HC Deb 24 May 1875 vol 224 c792
CAPTAIN NOLAN

asked the First Lord of the Treasury, If the Resolution to suspend the Standing Orders on the 14th in the other House of Parliament for the purpose of passing three stages of the Peace Preservation Act in a single sitting was carried with the concurrence of Her Majesty's Government; and, if it is intended that such a Resolution should form a precedent for the conduct of future legislation?

MR. DISRAELI

Sir, there can be no doubt that the Motion for the suspension of the Standing Orders in the other House with respect to the measure referred to by the hon. and gallant Officer was made with the concurrence of Her Majesty's Government by my noble Friend the President of the Council.
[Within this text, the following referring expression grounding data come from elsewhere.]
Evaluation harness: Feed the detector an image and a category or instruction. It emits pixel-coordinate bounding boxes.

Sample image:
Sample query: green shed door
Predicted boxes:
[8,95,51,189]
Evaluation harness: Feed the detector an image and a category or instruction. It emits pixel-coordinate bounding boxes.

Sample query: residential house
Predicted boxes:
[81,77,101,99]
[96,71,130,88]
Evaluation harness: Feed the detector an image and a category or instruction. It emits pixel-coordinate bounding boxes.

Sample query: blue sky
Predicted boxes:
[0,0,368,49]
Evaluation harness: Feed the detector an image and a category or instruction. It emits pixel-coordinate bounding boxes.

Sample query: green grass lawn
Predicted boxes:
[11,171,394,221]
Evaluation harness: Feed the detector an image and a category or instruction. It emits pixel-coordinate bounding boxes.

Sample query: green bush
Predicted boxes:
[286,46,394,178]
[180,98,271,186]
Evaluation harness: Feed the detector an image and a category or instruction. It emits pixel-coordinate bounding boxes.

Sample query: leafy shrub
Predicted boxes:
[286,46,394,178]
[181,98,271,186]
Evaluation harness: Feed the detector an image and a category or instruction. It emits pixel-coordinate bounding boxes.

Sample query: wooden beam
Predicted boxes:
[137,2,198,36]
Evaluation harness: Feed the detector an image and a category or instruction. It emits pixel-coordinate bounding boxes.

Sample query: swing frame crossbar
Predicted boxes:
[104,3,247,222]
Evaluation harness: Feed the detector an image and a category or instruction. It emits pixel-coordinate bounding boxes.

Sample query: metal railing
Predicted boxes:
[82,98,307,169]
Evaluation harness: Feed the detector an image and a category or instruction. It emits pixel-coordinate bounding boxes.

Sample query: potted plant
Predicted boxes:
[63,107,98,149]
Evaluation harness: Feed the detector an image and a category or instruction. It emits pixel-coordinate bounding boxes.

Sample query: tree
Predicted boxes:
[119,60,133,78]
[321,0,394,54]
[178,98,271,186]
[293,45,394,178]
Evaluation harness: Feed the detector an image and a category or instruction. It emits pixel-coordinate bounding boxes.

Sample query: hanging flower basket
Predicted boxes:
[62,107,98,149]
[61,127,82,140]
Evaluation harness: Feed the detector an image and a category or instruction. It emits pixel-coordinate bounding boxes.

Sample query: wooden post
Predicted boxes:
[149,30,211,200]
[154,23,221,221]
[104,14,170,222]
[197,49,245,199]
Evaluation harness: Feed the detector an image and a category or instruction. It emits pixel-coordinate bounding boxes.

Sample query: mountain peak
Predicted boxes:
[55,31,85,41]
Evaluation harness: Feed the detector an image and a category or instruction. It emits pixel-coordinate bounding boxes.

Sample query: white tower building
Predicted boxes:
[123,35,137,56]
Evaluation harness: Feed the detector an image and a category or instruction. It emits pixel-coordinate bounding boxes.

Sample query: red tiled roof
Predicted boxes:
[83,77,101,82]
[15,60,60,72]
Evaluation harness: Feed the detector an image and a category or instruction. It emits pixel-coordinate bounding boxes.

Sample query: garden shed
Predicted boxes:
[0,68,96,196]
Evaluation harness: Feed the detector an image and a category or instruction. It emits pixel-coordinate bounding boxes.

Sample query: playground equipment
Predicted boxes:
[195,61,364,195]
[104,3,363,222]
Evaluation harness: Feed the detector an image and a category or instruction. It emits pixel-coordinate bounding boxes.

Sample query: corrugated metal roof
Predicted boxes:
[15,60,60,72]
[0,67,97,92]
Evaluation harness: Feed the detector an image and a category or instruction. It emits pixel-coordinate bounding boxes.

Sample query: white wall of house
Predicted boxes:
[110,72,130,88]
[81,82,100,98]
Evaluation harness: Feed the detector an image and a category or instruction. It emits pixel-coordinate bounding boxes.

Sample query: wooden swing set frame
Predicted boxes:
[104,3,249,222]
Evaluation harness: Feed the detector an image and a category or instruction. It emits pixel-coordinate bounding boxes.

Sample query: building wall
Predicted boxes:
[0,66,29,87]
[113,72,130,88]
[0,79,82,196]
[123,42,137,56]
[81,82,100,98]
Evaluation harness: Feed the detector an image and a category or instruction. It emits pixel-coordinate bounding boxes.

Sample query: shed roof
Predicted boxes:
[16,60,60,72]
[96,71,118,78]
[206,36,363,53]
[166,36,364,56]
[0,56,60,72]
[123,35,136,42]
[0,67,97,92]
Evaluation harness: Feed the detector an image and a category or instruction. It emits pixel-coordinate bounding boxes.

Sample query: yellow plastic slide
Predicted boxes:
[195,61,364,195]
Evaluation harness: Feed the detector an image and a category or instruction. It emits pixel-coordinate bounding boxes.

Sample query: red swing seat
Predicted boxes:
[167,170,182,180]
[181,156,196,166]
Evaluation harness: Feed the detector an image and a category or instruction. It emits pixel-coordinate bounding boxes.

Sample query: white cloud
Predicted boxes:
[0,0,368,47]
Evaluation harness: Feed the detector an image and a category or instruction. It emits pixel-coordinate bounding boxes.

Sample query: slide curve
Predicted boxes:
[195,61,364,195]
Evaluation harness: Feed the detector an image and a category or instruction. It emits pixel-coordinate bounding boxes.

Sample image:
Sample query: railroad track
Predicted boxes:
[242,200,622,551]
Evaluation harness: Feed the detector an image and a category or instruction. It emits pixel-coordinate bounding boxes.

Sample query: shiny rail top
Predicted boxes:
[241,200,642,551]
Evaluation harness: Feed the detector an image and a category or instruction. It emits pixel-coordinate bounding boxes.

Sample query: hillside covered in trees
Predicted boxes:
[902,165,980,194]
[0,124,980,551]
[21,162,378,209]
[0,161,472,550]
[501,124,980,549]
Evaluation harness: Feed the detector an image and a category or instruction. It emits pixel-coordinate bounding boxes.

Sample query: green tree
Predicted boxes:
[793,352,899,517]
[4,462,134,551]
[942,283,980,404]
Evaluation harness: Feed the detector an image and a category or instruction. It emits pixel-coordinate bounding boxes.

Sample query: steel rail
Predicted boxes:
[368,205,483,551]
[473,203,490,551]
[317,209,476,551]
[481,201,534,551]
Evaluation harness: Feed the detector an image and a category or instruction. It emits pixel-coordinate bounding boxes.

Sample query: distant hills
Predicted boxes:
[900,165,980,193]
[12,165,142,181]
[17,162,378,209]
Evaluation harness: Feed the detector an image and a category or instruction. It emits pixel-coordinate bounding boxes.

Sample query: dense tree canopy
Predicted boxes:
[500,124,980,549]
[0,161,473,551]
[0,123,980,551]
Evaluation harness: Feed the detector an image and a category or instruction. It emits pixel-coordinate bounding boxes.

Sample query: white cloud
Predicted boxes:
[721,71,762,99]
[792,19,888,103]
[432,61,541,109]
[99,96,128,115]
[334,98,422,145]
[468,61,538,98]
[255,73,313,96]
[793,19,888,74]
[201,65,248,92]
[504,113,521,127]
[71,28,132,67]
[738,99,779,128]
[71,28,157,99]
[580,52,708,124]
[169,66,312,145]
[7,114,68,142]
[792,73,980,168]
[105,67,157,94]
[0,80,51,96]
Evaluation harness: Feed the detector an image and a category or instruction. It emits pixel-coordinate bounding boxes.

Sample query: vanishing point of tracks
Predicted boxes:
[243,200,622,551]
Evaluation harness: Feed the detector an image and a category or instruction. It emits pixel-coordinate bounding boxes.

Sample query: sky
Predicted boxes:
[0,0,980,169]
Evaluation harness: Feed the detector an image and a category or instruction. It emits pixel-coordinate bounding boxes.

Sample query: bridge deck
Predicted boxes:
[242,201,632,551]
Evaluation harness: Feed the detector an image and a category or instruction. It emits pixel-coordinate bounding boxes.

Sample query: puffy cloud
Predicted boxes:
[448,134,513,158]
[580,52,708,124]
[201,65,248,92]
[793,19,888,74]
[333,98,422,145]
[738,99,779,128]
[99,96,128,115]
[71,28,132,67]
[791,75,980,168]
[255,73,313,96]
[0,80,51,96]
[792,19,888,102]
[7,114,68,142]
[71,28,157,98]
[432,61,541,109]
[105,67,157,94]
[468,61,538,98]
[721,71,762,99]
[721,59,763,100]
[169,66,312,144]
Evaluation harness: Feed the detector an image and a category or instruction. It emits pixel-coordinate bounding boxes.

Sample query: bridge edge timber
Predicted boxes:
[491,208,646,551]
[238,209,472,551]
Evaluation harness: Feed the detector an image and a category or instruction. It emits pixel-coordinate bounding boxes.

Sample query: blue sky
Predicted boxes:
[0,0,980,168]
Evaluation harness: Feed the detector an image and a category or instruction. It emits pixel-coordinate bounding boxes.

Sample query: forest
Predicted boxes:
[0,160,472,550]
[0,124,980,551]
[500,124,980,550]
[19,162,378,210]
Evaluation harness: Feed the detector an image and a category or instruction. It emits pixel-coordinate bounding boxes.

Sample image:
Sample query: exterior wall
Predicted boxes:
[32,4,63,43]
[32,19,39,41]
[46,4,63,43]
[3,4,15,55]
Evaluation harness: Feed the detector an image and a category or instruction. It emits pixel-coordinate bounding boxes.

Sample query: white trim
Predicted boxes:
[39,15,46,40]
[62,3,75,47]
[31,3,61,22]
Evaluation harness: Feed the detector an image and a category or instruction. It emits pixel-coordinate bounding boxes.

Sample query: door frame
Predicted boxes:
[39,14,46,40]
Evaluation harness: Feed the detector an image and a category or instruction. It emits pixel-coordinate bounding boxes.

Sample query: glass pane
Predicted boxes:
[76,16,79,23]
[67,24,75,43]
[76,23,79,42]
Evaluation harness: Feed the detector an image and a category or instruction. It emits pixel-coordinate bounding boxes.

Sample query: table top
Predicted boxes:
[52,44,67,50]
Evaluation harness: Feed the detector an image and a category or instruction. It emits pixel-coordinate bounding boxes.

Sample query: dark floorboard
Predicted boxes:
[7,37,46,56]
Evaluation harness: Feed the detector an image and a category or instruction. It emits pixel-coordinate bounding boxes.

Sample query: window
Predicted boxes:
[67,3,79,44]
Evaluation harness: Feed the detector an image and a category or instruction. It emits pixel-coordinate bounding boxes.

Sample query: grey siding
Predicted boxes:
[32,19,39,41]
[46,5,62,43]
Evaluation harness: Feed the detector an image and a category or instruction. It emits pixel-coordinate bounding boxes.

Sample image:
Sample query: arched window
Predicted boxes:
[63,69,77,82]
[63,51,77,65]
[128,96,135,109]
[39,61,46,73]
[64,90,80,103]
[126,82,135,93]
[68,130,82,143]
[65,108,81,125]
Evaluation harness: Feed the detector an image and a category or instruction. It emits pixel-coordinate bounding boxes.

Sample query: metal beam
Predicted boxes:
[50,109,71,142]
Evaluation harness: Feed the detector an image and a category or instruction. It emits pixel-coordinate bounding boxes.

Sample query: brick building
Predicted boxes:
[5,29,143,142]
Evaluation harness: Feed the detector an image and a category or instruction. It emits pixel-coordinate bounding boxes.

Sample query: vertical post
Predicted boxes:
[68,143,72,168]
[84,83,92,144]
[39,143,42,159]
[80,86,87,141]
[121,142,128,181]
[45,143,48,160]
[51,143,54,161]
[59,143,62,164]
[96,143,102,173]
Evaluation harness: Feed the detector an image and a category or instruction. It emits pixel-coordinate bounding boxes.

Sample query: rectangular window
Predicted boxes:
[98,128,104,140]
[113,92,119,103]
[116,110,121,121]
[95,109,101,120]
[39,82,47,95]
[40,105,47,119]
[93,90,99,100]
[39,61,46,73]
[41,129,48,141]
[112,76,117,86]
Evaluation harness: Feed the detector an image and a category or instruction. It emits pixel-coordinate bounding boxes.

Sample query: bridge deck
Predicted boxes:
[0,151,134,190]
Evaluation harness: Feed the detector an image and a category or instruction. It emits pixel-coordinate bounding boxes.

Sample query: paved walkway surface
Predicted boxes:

It will swell the number of precedents of similar proceedings, but it is a precedent on the authority of which it is not at all necessary to rest, because there are numerous precedents of the same kind and even of recent occurrence. There was, for instance, the Cattle Disease Bill in 1866, when the Standing Orders were suspended, and the same process was followed in the House of Lords. There was also the Sugar Duties Bill of 1867. I may also remark that when the Peace Preservation Act was passed by the House of Lords in 1870, the Standing Orders were suspended in a similar manner to that adopted in the present case, and with the same results. I need not remind the House that it is absolutely necessary that this Bill should become law before the 1st of June.